SE-0313: Improved control over actor isolation

Why does this "seem natural"? I cannot point to any other place in the language where a value changes type within a nested context, and we've resisted such changes in the past (e.g., an value x: Int? becoming type Int inside an if x != nil).

We're generally quite careful about adding implicit conversions, because they can have unintended consequences. In this case, the type-directed approach effectively needs two implicit conversions, one in each direction. Going from @sync -> @async is always fine (and needs to happen at some point), but you also need to be able to go from @async -> @sync in certain limited places. This is an "interesting" conversion because it's presence means you are interacting with an actor asynchronously, so each such conversion needs to be part of something that can be done asynchronously (function call, read from an actor property, etc.) and must be covered by an await.

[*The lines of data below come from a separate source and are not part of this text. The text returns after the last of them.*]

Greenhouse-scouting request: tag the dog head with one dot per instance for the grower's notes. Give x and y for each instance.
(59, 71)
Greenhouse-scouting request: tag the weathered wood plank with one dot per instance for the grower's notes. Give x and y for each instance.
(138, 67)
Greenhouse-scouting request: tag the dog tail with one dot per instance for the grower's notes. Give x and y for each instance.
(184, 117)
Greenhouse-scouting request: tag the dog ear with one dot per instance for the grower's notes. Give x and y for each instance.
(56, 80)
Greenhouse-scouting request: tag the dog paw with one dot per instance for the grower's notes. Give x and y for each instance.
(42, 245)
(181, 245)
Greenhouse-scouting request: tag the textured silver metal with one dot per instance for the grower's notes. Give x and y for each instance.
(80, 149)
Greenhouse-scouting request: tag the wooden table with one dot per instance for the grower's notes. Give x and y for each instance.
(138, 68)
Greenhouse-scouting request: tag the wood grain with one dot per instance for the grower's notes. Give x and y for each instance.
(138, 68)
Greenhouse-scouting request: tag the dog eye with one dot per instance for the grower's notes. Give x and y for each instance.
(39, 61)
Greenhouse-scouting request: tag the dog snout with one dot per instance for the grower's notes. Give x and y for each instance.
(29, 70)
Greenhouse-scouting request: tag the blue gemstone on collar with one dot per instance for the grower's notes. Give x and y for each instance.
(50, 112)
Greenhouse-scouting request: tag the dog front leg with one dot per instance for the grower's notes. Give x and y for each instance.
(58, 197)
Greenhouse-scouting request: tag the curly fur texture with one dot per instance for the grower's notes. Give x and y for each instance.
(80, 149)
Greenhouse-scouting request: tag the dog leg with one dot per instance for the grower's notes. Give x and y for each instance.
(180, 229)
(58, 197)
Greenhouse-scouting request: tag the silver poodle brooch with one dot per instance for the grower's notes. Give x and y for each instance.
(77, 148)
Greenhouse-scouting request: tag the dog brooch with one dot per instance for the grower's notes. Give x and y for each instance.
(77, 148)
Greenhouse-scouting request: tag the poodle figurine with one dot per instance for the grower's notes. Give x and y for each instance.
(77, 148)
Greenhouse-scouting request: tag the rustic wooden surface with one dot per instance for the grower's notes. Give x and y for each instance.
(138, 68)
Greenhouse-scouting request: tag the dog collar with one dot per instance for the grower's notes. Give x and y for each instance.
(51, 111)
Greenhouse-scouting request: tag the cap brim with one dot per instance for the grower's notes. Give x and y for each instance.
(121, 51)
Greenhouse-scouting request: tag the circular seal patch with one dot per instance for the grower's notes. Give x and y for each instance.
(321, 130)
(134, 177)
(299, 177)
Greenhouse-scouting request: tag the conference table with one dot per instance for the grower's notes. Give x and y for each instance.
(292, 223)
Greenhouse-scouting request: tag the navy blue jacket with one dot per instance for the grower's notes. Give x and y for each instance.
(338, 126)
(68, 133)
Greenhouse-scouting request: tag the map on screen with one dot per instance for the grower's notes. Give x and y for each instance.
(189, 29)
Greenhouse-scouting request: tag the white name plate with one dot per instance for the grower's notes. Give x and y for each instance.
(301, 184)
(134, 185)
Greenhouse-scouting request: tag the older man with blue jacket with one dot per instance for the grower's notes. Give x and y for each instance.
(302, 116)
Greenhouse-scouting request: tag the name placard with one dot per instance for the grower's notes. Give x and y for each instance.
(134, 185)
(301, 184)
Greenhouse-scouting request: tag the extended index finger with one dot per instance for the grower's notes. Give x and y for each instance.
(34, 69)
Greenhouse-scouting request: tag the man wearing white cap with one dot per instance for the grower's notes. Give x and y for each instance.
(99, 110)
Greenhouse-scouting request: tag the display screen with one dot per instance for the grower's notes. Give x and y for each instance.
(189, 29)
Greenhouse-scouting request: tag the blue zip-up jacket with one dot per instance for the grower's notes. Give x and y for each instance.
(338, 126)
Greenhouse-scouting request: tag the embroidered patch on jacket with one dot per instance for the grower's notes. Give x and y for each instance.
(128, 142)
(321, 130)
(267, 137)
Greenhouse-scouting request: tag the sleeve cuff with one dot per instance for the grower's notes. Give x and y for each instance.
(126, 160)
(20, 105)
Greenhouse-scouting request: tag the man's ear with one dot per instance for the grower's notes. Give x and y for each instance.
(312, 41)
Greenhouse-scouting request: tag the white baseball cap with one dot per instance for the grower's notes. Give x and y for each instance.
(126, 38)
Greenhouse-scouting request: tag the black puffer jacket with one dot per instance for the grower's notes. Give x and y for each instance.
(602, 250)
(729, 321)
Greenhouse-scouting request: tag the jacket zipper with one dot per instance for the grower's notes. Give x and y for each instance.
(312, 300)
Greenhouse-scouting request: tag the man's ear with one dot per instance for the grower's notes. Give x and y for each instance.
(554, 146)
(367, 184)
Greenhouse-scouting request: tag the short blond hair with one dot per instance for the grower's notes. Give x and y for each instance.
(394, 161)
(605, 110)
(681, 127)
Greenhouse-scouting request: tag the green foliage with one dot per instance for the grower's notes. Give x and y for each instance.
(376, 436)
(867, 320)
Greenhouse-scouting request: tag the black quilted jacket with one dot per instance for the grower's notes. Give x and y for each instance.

That's a fair point. I suppose I was thinking about how the sequence of conversions you take can affect type identity, which I find a bit odd. For example, consider this:

func f(a: @sync MyActor) {
  let a1: Any = a
  let a2: Sendable = a
  let a3: Any = a2
}

What are the types dynamically stored in a1 and a3? They're actually different, because it's a1 will have dynamic type @sync MyActor, while a3 will have dynamic type @async MyActor because it had to be Sendable to initialize a2. Per your comment about optional and conversions, I bet you can construct a similar case with Optional<T>, so maybe this oddity is a big deal.

Let's go more dynamic, though. What if now I write:

if let a4 = a3 as? @sync MyActor { ... }

Does this dynamic cast fail, because the type stored in a3 is @async MyActor, or is the runtime dynamically checking whether we are currently executing on the this actor and allow the cast to succeed?

Happy to discuss!

There's more rationale in one of the early pitch thread documents, but essentially the argument is that the self of an actor shouldn't be special: you should be able to write a free functions and closures that can have synchronous access to the actors, for example, because that's normal factoring of code. It's very similar to how mutating methods of structs/enums are really just inout on the self parameter, so mutating just isn't all that special.

isolated parameters on closures also let you write things like the runOnActor operation mentioned above.